As the first opportunity to do so will be in 2020, the UN summit is seen as a slingshot to the first five-year milestone of the Paris Agreement.
The existing NDCs set the world on track for a rise in emissions of about 10.7 percent above 2016 levels by 2030, according to the analysis of the UN Framework Convention on Climate Change, starkly at odds with the UN secretary-general's call for deep cuts.
In his remarks to the opening ceremony, Guterres said this June through August were the hottest summer in the Northern Hemisphere ever and the second hottest winter in the Southern Hemisphere ever, and that the years 2017 to 2019 were the five hottest years on the books ever.
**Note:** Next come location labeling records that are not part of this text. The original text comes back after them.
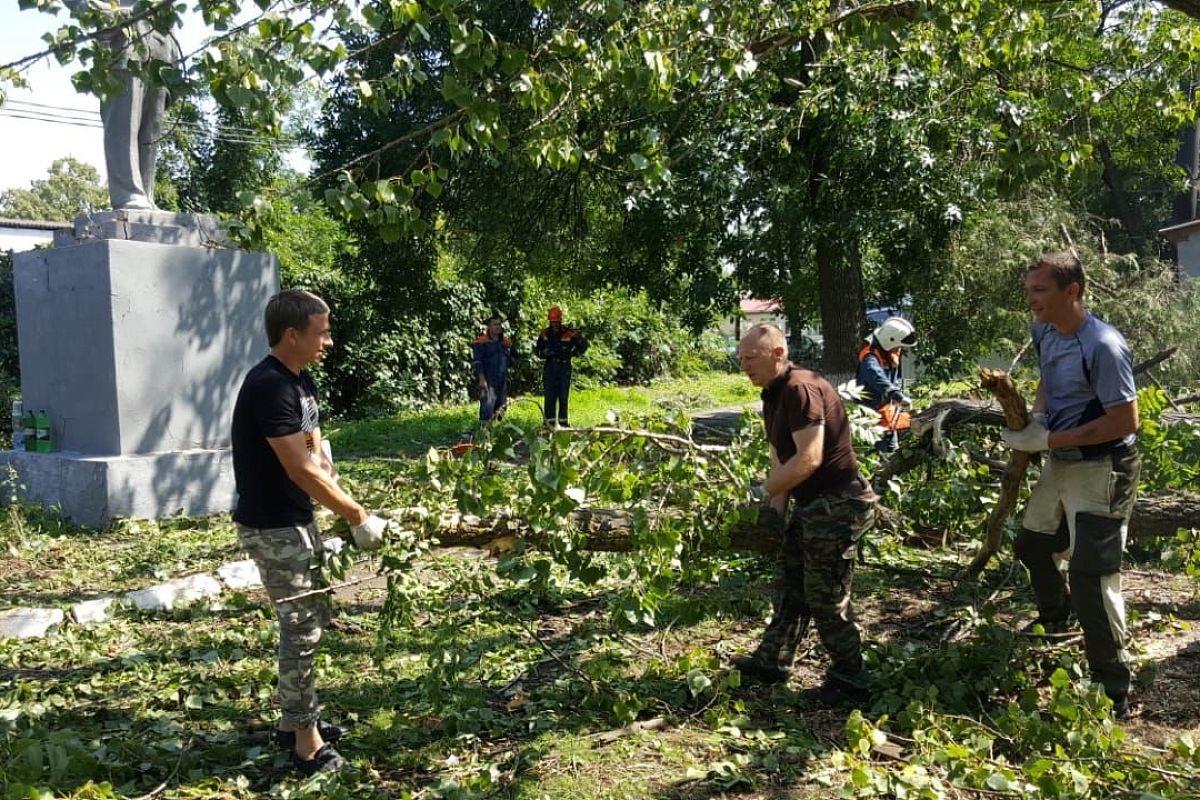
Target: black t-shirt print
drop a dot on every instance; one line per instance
(273, 402)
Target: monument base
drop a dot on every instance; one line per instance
(95, 489)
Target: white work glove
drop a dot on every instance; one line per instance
(369, 535)
(1032, 438)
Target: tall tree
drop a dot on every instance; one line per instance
(71, 188)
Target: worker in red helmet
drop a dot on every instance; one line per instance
(557, 344)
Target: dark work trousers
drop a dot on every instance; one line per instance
(492, 400)
(556, 378)
(1077, 523)
(814, 577)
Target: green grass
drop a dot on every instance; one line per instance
(413, 432)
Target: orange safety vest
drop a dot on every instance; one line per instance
(892, 417)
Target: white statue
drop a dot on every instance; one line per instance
(133, 116)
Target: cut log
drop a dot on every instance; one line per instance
(609, 529)
(1000, 384)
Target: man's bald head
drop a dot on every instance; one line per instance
(765, 336)
(762, 354)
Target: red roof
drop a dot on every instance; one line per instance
(754, 306)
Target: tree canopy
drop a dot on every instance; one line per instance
(823, 152)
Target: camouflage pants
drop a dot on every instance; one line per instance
(814, 577)
(1072, 542)
(289, 560)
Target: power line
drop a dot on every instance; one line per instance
(93, 114)
(282, 143)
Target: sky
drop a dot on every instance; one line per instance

On the eve of the summit, the United Nations published a report saying there is still no sign of a peak in global emissions, even though they are growing slower than the global economy.
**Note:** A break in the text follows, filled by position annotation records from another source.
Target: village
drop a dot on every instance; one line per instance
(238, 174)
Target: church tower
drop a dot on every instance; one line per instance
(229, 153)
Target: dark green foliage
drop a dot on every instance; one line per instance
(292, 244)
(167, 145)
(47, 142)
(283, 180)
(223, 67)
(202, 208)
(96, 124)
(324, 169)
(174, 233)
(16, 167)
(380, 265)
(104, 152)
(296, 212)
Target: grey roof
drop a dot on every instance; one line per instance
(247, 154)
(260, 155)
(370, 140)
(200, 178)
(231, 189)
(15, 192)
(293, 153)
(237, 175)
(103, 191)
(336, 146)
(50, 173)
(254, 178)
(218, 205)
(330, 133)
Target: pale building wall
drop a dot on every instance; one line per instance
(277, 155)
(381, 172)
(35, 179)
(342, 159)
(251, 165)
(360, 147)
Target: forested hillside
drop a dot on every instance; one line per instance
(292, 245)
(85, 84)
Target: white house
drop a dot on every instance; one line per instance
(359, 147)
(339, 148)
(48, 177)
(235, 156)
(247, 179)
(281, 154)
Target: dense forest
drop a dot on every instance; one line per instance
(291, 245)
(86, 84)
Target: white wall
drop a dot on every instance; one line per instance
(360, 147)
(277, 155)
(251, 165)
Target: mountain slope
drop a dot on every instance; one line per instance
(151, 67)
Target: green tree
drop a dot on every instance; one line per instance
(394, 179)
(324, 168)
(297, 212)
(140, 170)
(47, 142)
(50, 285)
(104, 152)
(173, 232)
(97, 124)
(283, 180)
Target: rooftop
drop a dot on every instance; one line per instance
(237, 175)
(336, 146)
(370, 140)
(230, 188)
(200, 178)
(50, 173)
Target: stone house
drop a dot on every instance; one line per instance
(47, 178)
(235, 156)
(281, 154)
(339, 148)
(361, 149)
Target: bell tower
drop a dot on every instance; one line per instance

It said in 2018, global carbon dioxide concentration was 407.8 parts per million (ppm), 2.2 ppm higher than 2017. Carbon dioxide emissions grew 2 percent and reached a record high of 37 billion tons of carbon dioxide in 2018.
Current economic and energy trends suggest that emissions will be at least as high in 2019 as in 2018, the report said.
Citing science, Guterres said on the current path, "we face at least three degrees Celsius of global heating by the end of the century."